Windows システムでは、マルウェアがマルチスレッドと段階的な部分暗号化ルーティンを駆使し、破壊プロセスを大幅に高速化します。また、システムが身代金要求メモをデスクトップに表示したり、ネットワークプリンターに恐喝文書を印刷したりできる程度の機能を保てるよう、重要なシステムファイルは意図的に回避します。
さらに同グループは、身代金交渉用のプライベートポータルと、交渉に応じない被害者を公開する情報漏洩サイトという二重のサイト構成による恐喝戦略を採用しています(Acronis による報告)。
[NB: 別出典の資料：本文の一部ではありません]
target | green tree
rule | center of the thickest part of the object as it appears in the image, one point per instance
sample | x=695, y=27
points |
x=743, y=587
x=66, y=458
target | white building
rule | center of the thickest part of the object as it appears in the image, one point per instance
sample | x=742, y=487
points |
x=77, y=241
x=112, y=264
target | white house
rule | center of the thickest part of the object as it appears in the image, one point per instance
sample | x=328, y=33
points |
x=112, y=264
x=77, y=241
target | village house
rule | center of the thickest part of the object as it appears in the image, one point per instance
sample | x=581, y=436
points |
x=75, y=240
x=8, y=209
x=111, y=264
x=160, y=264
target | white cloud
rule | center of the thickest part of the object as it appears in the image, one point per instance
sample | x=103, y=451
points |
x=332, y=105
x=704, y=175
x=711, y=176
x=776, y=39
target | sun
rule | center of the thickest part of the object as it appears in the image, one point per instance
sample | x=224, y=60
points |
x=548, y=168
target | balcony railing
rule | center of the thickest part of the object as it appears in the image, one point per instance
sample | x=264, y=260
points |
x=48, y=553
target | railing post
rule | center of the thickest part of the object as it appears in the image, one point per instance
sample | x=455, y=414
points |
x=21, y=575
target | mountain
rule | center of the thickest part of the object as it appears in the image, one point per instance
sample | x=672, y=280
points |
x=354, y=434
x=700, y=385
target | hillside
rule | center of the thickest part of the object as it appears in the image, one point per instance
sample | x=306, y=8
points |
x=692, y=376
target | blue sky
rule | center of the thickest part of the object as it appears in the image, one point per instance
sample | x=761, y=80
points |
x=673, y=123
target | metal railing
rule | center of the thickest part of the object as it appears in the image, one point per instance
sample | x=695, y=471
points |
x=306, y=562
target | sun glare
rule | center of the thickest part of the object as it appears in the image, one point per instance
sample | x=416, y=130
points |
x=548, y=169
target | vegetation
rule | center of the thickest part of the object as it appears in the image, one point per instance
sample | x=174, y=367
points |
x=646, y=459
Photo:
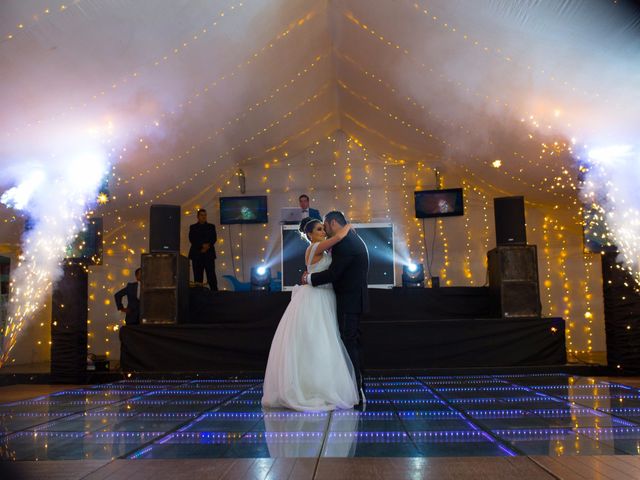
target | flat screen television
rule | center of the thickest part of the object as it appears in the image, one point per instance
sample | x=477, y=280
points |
x=248, y=209
x=439, y=203
x=595, y=238
x=87, y=246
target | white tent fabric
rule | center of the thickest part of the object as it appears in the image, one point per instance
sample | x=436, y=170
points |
x=179, y=94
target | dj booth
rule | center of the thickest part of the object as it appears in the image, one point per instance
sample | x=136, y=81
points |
x=406, y=329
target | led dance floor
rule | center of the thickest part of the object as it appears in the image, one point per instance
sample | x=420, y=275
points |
x=406, y=416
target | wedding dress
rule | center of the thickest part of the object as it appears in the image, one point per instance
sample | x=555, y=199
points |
x=309, y=368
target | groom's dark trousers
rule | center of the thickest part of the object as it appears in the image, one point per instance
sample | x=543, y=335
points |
x=348, y=274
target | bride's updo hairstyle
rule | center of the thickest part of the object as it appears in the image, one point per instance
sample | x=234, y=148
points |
x=306, y=227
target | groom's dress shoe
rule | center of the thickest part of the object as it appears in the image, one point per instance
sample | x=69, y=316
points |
x=362, y=403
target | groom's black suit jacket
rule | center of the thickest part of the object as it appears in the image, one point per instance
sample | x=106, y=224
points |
x=348, y=274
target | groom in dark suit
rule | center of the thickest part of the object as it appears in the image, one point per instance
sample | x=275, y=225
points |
x=348, y=274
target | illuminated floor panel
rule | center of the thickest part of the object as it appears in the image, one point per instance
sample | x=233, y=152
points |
x=412, y=416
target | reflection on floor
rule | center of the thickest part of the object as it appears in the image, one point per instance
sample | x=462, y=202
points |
x=408, y=416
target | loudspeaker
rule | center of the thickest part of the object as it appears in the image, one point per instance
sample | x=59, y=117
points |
x=69, y=305
x=164, y=228
x=164, y=296
x=513, y=281
x=510, y=221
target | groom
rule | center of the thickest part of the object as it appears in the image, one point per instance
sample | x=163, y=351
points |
x=348, y=274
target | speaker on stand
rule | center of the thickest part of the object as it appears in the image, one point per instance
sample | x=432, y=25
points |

Linux および VMware ESXi サーバーに対するペイロードも、同様に甚大な被害をもたらします。マルウェアは VMware に組み込まれた管理コマンドを利用して、稼働中のすべての仮想マシンをシャットダウンした後、組織的に暗号化を行います。
これにより、ハイパーバイザーによるファイルのロックを回避し、仮想化環境全体で最大限のデータ破壊を実現します。
Windows・Linux 双方のペイロードには、Curve25519 楕円曲線暗号と AES-128 を組み合わせた高度なハイブリッド暗号化方式が採用されています。
INC ランサムウェアへの対策には、積極的かつ多層的なセキュリティ戦略が不可欠です。公開サービスの脆弱性パッチ適用を優先するとともに、強固な多要素認証によってリモートアクセスポイントを保護することが求められます。
厳格なネットワークセグメンテーションの導入とアウトバウンドトラフィックの制限は、攻撃者が RMM ツールや rclone を使ったデータ窃取を行う際の妨げになります。
また、改ざん防止機能を備えた高度なエンドポイント保護の導入も不可欠であり、防御機能の無力化を狙う同グループの戦術をブロックするうえで重要な役割を果たします。
さらに、オフラインかつ不変性を持つバックアップを維持しておくことで、ネットワーク全体が暗号化された場合でも、高額な身代金の要求に屈することなく重要な業務を復旧できる体制を整えることができます。